Ingredientes:

  • 2 cucharadas de aceite de oliva virgen extra (30 ml)
  • 2 dientes de ajo, en láminas finas
  • 1 puerro grande (aproximadamente 200g), solo la parte blanca y verde clara, picado en cuadraditos
  • 500g de zanahorias, peladas y cortadas en rodajas (aproximadamente 4 zanahorias medianas)
  • Sal al gusto
  • Pimienta negra recién molida al gusto
  • 500 ml de caldo de verduras, caldo de pollo, o agua caliente
  • Opcional: Un chorrito de nata líquida para cocinar o leche evaporada (50 ml)

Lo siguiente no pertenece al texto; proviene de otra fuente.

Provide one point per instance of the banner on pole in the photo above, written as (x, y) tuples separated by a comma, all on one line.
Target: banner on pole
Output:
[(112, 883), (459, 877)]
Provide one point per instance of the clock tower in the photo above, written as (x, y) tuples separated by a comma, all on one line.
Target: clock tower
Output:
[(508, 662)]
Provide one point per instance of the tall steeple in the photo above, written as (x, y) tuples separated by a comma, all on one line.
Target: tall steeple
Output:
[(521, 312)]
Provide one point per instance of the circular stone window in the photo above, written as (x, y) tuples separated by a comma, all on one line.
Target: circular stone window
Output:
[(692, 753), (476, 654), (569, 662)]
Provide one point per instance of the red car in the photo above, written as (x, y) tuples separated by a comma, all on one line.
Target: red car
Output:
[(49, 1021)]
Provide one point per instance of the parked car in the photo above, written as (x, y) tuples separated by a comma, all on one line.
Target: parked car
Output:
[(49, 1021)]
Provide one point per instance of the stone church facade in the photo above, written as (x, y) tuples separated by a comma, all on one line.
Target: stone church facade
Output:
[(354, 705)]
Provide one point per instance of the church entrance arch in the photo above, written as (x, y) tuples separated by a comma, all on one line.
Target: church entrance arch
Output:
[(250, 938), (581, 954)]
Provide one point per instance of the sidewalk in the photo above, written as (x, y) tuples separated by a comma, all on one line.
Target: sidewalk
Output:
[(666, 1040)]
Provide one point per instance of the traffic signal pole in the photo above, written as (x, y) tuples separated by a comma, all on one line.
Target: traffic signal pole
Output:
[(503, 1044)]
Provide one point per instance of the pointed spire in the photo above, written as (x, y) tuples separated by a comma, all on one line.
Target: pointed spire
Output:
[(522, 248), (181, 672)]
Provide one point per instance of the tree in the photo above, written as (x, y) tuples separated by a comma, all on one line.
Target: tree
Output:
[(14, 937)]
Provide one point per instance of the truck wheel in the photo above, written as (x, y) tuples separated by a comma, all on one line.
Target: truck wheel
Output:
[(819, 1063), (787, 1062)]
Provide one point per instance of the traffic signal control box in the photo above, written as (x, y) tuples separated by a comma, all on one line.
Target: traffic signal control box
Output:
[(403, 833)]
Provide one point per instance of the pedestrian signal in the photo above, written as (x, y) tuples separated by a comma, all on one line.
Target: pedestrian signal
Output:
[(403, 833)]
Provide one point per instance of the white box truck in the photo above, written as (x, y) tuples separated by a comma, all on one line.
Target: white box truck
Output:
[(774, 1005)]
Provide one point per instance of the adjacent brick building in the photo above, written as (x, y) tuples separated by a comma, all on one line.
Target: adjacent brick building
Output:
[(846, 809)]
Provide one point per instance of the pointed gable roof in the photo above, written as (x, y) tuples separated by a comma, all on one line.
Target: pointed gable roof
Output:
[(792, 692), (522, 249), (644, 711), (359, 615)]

  • Opcional: Perejil fresco picado, para decorar

Instrucciones:

  1. Calienta el aceite de oliva en la cazuela a fuego medio. Añade el ajo en láminas y sofríe hasta que estén fragantes, pero sin dorarse. Añade el puerro picado, una pizca de sal y sofríe durante 3-4 minutos hasta que esté tierno.
  2. Incorpora las zanahorias en rodajas, añade sal y rehoga durante 3-4 minutos, removiendo ocasionalmente. Esto ayuda a realzar el sabor de la zanahoria.

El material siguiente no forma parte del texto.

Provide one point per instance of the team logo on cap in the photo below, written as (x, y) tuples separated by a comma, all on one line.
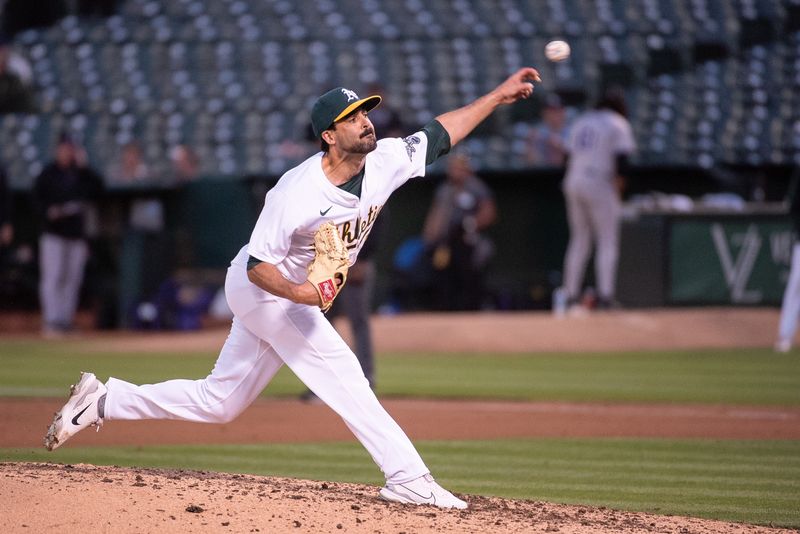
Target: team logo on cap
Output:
[(351, 95)]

  3. Vierte el caldo caliente (o agua) sobre las verduras. El líquido debe cubrir las verduras. Tapa la cazuela, baja el fuego a medio-bajo y cocina a fuego lento durante 25 minutos, o hasta que las zanahorias estén muy tiernas y se puedan pinchar fácilmente con un tenedor.
  4. Retira del fuego y tritura la mezcla con una batidora de mano o de vaso hasta obtener un puré suave y homogéneo, sin grumos. ¡Aquí es donde se pone cremoso!
  5. Prueba el puré y rectifica el punto de sal y pimienta si es necesario. Si deseas una textura más cremosa, añade un chorrito de nata líquida o leche evaporada. Remueve con unas varillas para integrar. Sirve caliente, adornado con perejil fresco picado.